Looking at recent decisions of German courts in the field of Product Liability, two themes are worthwhile to discuss:
(1) Foreseeable misuse in connection with the installation of a product
The German Bundesgerichtshof (Federal Supreme Court) recently decided a case in which the plaintiff had installed an electrical water heater on his own that he had bought in a supermarket for construction equipment. Attached to the water heater was a clear description that installation should only be done by qualified personnel and that certain steps had to be taken during the installation that the plaintiff probably ignored. The heater exploded.
The Bundesgerichtshof held that safety of a product is only required as far as instructions for use and installation are observed.
This decision is important for the industry in differentiating cases in which clear instructions are ignored from cases of foreseeable misuse of the product which manufacturers must consider and take care of in the safety design of the product.
(2) Suspected defects of a serial product
Several German courts of the first and second instance had to decide cases concerning the question if and under which circumstances a merely suspected defect of a serial product can lead to liability under sec. 1 para. 1 of the German Produkthaftungsgesetz (Product Liability Law, „ProdHaftG"). Prerequisite of liability is a product defect within the meaning of sec. 3 ProdHaftG. The burden of proof that the product has a defect and that this caused the damage lies with the plaintiff.

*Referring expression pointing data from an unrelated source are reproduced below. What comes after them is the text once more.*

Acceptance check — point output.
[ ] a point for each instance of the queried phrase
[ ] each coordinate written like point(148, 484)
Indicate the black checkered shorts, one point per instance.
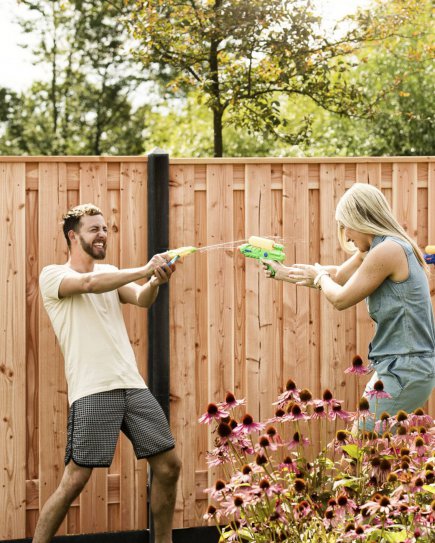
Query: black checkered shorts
point(94, 423)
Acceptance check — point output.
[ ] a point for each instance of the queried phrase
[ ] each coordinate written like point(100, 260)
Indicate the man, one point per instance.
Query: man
point(106, 393)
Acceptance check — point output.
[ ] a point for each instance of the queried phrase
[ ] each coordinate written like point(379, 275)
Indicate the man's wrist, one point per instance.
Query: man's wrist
point(317, 279)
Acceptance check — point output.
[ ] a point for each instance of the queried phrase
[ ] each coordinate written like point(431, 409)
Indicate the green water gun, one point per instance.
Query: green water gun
point(429, 254)
point(263, 248)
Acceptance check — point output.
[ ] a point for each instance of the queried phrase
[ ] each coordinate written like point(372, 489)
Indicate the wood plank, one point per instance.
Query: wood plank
point(93, 499)
point(334, 355)
point(263, 374)
point(32, 365)
point(296, 341)
point(220, 288)
point(405, 196)
point(201, 335)
point(239, 298)
point(182, 338)
point(13, 352)
point(225, 160)
point(113, 218)
point(133, 253)
point(431, 241)
point(52, 203)
point(220, 281)
point(366, 173)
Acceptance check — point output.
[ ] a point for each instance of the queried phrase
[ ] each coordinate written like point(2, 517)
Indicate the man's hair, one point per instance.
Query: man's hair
point(71, 219)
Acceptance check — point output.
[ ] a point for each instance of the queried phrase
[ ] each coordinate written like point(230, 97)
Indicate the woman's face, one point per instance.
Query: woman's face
point(360, 240)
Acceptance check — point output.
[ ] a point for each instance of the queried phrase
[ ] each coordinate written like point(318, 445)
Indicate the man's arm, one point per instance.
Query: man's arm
point(98, 282)
point(145, 295)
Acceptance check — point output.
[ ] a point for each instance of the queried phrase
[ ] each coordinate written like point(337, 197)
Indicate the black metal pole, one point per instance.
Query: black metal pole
point(158, 314)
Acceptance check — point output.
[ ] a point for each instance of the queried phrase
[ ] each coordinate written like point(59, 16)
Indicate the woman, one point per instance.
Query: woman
point(388, 269)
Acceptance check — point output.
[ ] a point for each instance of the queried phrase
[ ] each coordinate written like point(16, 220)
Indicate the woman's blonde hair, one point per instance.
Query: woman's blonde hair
point(365, 209)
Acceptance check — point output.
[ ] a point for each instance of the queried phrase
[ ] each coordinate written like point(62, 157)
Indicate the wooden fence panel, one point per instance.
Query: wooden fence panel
point(52, 202)
point(93, 189)
point(12, 351)
point(230, 327)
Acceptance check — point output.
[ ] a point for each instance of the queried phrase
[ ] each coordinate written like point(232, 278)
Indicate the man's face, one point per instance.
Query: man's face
point(93, 236)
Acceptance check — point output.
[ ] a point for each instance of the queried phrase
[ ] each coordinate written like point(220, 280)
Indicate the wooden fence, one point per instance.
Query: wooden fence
point(231, 329)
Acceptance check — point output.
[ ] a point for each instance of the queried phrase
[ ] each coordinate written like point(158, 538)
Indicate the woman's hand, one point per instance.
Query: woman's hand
point(306, 274)
point(303, 274)
point(281, 271)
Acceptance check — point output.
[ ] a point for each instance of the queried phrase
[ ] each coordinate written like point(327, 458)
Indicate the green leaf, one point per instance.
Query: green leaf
point(388, 537)
point(353, 451)
point(350, 483)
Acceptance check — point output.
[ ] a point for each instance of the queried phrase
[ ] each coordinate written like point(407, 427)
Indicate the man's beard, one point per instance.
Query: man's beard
point(95, 253)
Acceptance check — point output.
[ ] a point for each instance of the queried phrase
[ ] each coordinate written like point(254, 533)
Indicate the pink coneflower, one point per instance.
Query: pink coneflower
point(328, 398)
point(288, 465)
point(273, 435)
point(357, 367)
point(231, 402)
point(318, 411)
point(419, 446)
point(338, 412)
point(296, 413)
point(356, 533)
point(345, 504)
point(419, 418)
point(384, 423)
point(279, 416)
point(224, 431)
point(291, 393)
point(279, 515)
point(305, 397)
point(233, 505)
point(302, 510)
point(268, 488)
point(248, 425)
point(244, 445)
point(218, 491)
point(264, 443)
point(383, 506)
point(218, 456)
point(364, 408)
point(212, 514)
point(330, 519)
point(378, 391)
point(214, 412)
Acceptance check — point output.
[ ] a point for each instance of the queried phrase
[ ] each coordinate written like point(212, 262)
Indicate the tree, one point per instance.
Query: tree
point(401, 75)
point(84, 106)
point(244, 56)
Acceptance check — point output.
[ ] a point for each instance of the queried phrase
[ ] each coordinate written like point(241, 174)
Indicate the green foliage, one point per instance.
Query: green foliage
point(243, 57)
point(400, 82)
point(83, 107)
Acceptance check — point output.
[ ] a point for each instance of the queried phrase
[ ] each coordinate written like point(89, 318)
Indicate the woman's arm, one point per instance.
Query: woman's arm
point(340, 274)
point(386, 260)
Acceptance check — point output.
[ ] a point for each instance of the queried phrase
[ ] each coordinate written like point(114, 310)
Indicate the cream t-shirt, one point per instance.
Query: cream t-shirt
point(92, 335)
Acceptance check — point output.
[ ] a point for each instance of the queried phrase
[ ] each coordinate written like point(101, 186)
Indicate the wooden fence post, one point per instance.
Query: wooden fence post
point(158, 314)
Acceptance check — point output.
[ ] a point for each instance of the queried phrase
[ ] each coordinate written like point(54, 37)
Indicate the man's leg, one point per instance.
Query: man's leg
point(56, 507)
point(166, 469)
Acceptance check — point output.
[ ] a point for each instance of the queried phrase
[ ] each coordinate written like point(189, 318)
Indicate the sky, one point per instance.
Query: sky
point(17, 71)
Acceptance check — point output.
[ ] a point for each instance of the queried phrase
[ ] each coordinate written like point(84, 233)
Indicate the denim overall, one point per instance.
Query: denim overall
point(402, 350)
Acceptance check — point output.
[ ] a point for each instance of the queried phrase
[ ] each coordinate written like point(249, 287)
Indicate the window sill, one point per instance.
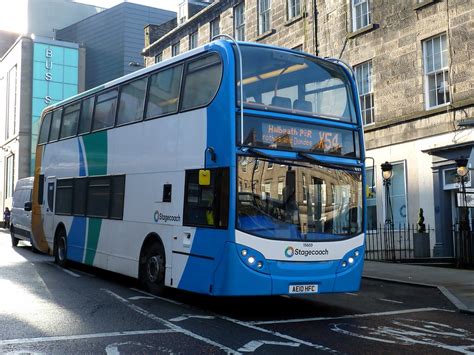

But what about cases in which it is well known that a number of products within a series have a defect (while others don't) and the individual product cannot be examined any longer? What if the manufacturer has already ordered a recall because of this situation?
The AG Charlottenburg had to decide about the costs for the surgical removal of a part of a pacemaker which could no longer be examined in the litigation and held that an earlier recall of this type of product alone was not enough to prove a product de-fect. In a similar case, the OLG Frankfurt also denied a claim arguing that the plaintiff could not prove that the pacemaker had been defective.
The OLG Düsseldorf had to decide a case of an implantable defibrillator and held that the risk of a malfunction alone could be a defect of the product because the patients relied on the proper working in life-threatening situation. Upon appeal, the Bundesgerichtshof has forwarded the case to the European Court of Justice to clarify the question whether Art 6 para 1 of the European Product Liability Directive is to be interpreted in the sense that an implanted medical technical product already has a product defect if a certain number of the same series have shown a malfunction while a defect in the individual product cannot be proven.
A personal comment: Let's hope that the European Court of Justice will uphold the principle that the plaintiff must prove that the individual product is defective and will allow exceptions only where the suspicion of a defect is very concrete and cannot be affirmed or contradicted without destroying or removing the product from the human body while a defect would lead to severe damage to life or health.